5. What were some of the positive outcomes from the event?

Being part of Gift the Code got us thinking outside of our usual patterns and looking to possibilities instead of operating within restrictions. That started right from when we drafted our challenge statements. We got four great solutions to the challenges we put forth – we were not expecting to have them all tackled over that weekend. Although we haven’t yet been able to put the solutions to work, we have the blueprints at our fingertips for when internal capacity allows implementation.  

6. Is there anything you want participants for this year’s Hackathon to know that you wish you had known?

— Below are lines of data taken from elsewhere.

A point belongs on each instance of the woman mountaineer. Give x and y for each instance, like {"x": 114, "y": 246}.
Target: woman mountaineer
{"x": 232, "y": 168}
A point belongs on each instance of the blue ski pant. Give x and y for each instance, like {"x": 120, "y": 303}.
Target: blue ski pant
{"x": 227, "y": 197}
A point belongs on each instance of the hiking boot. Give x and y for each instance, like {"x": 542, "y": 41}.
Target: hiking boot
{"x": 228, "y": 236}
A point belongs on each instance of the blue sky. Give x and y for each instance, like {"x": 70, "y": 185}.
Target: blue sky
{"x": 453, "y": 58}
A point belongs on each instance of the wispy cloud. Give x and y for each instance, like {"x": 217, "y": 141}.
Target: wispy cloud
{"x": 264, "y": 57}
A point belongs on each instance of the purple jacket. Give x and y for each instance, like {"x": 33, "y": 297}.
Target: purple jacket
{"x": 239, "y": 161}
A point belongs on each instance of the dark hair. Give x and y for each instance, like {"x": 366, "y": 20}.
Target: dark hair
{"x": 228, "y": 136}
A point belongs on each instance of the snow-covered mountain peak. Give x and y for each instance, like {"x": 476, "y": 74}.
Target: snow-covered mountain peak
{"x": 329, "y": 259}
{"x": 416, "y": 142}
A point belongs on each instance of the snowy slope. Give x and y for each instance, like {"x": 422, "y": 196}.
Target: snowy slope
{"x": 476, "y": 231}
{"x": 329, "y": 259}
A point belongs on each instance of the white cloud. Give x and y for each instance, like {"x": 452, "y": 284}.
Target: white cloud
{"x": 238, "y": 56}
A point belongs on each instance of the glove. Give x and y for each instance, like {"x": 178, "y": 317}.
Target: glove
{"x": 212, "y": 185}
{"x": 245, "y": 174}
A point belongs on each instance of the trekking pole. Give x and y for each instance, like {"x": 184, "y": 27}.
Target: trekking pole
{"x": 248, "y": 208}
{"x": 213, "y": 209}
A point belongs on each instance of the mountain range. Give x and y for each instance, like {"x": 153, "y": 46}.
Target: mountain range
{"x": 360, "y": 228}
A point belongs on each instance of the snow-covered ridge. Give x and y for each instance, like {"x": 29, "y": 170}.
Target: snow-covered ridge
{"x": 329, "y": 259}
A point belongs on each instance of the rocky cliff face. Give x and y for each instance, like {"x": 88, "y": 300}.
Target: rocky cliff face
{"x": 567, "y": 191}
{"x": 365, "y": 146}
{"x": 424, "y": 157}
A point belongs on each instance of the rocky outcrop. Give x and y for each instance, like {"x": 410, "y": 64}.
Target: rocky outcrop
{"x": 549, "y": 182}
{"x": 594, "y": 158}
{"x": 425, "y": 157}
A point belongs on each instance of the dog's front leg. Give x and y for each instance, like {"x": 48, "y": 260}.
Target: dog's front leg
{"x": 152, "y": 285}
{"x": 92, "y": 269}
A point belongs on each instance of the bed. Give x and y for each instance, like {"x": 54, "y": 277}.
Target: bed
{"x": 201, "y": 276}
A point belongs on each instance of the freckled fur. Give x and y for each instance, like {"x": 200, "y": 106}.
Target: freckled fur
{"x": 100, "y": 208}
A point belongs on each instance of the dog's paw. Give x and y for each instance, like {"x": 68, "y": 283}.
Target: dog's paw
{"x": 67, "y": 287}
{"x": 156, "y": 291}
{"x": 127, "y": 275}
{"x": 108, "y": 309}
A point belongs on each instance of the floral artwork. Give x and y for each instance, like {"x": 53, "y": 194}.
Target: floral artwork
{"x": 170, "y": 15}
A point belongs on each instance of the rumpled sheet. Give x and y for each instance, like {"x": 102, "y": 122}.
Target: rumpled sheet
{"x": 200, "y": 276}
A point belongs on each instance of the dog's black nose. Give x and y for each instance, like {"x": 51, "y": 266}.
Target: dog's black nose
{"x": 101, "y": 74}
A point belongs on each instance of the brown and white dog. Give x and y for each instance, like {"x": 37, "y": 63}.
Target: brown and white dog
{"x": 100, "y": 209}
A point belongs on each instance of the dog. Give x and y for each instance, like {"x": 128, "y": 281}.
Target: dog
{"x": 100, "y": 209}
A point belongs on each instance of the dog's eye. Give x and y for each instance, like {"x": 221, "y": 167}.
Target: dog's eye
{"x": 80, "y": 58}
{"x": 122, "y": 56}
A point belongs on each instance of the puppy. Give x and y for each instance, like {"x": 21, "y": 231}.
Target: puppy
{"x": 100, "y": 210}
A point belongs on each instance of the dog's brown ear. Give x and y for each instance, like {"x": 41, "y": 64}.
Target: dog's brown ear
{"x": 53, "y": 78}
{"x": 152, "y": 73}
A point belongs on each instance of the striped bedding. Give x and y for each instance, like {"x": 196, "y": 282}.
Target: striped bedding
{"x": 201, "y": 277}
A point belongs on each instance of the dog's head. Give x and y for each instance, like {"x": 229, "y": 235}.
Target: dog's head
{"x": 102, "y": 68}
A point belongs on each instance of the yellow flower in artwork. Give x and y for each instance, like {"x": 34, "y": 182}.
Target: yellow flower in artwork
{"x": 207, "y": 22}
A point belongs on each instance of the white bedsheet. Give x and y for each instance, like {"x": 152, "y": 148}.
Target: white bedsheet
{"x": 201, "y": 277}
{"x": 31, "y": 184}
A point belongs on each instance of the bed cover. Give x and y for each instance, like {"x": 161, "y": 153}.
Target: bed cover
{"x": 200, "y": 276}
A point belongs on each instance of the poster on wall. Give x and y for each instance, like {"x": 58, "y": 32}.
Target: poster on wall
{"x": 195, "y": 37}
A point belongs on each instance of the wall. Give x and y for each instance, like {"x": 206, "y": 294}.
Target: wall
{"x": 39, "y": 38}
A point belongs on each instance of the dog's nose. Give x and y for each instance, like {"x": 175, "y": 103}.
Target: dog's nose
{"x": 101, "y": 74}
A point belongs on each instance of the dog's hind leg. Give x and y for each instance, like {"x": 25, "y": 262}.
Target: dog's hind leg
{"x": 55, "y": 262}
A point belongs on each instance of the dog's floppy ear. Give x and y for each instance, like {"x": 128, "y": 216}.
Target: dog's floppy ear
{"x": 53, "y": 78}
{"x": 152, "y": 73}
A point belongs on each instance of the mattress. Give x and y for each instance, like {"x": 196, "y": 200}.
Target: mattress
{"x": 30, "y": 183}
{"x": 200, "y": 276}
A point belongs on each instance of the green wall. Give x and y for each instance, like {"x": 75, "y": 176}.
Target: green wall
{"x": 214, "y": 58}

We would recommend that charity beneficiaries carefully consider their proposed challenges from end to end, and only submit those that they feel are manageable within the context of their day-to-day workload and organizational priorities. For example, engaging colleagues cross-functionally can help identify challenges whose potential solutions are within the scope of available time and resources.


Anne Creighton

Toronto Pflag was started by parents in the 1970s to support the gay community as attitudes lagged far behind the decriminalization of homosexuality in 1969. In particular, the parents wanted to help those whose parents had rejected them or failed to understand them.  

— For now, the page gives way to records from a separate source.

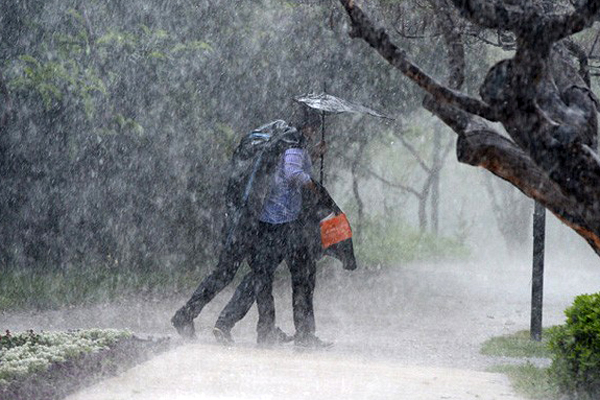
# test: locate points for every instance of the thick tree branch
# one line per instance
(504, 159)
(363, 28)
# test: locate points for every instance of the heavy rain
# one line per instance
(326, 199)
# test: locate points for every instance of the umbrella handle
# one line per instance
(322, 140)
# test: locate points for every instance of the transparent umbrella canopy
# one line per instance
(334, 105)
(329, 104)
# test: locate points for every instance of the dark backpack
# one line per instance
(250, 172)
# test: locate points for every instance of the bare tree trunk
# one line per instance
(538, 96)
(355, 188)
(435, 181)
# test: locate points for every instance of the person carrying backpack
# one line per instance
(264, 200)
(327, 232)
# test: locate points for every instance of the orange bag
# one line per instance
(334, 229)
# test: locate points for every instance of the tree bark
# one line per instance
(548, 112)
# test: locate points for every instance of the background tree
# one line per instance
(540, 98)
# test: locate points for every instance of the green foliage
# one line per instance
(388, 243)
(27, 353)
(517, 344)
(576, 348)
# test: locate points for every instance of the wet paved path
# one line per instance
(414, 330)
(199, 371)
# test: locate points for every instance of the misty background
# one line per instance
(119, 119)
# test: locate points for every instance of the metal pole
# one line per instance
(321, 179)
(537, 280)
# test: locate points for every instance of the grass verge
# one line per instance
(51, 365)
(528, 379)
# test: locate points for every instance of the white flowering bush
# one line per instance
(28, 353)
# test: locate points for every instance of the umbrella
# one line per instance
(334, 105)
(327, 103)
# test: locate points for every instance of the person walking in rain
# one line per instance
(274, 237)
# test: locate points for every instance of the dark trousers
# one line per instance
(274, 244)
(230, 259)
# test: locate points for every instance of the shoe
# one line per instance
(281, 336)
(275, 337)
(184, 325)
(311, 342)
(223, 336)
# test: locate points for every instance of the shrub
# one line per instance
(576, 349)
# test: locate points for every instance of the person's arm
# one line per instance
(293, 168)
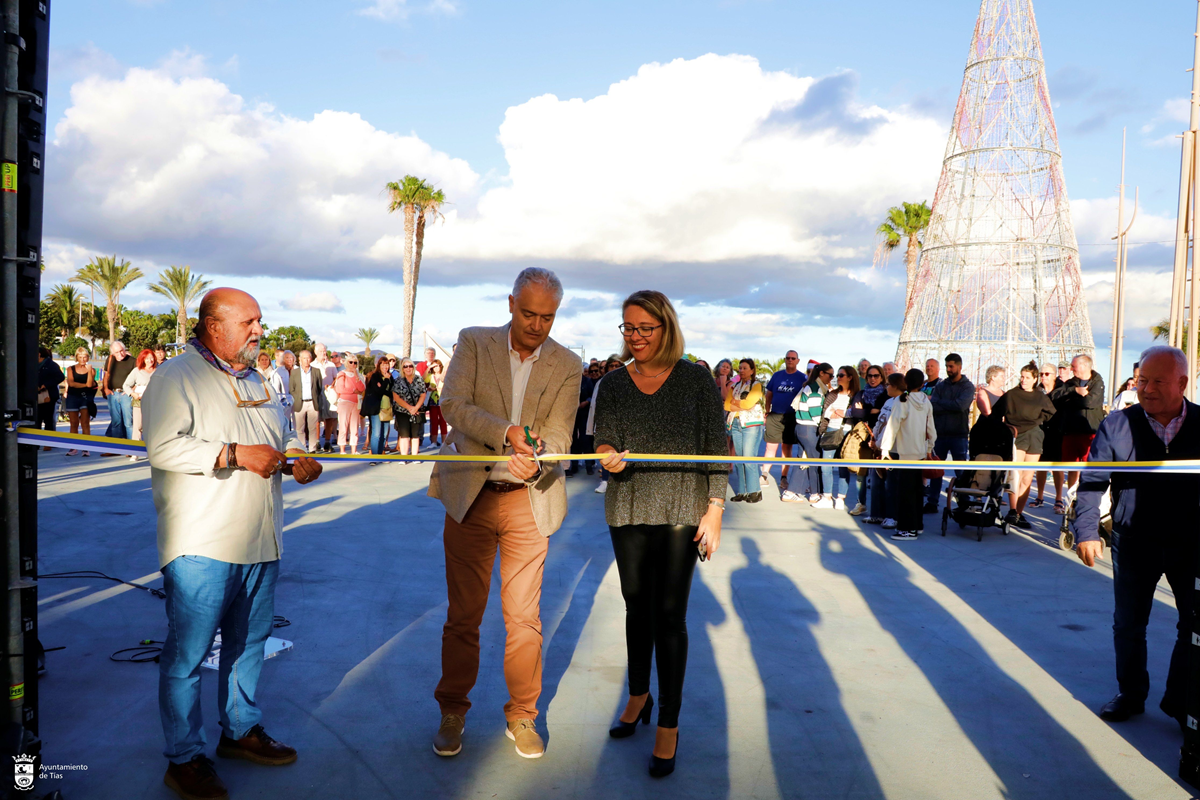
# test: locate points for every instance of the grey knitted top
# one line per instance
(684, 416)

Today, Toronto Pflag stills supports parents and individuals who identify as LGBTQ* and their allies. We do this directly through three community meetings each month and phone support daily from 9 a.m. to 9 p.m. In addition, we are official partners of the Toronto District School Board, offering free workshops for students in grades 2 to 12 and workplace-focused presentations.  

We do this without staff. Our charity is run entirely by volunteers.

In October 2016, we were one of six charities invited to participate in Capital One’s Gift the Code Hackathon. We brought to the hackathon several challenges we faced:

  • Reaching wider racial and social demographics
  • Recruiting more “Kick-Ass” accepting parents to join our efforts as volunteers
  • Keeping track of volunteers

We had no idea what to expect.

What we discovered was a huge group of big-hearted, mostly young, people who dedicated an entire weekend to helping us solve our problems. We spent the weekend with these young professionals as we tried to help them understand our mission as well as capabilities and worries about the charity. Of the four teams dedicated to us, two chose to work on a chat feature as a tool to engage a younger and more widespread audience. They also felt the anonymity of Chat might be attractive as an alternative to in-person and phone support. Both Chat teams worked hard over the weekend to get a product ready for us to see how it would work. Within the available time frame, it was not possible to finish the product.

What totally amazed us was the team volunteering beyond the weekend to clean up the code and make it easier for someone else to pick it up and finish it. They worked one more weekend and several evenings after the hackathon was over. Our gratitude for these young coders and developers knows no bounds.

Since then, we have started research to see how volunteer-run agencies offer Chat and to learn what demographics it reaches. Once our research is complete, we will look at the business case for going forward. We have a work plan established and an agency willing to work with us to publicize the new offering when we are ready to proceed. Gift the Code got this started.

I believe the dedication we saw in the team reflected the passion we have not just for our cause, but also for making our cause personal: we talked about the children we had helped and the parents whose hearts we had touched. We talked about our own children.

We cannot thank Capital One enough for the wonderful weekend itself and for the legacy it left for our charity.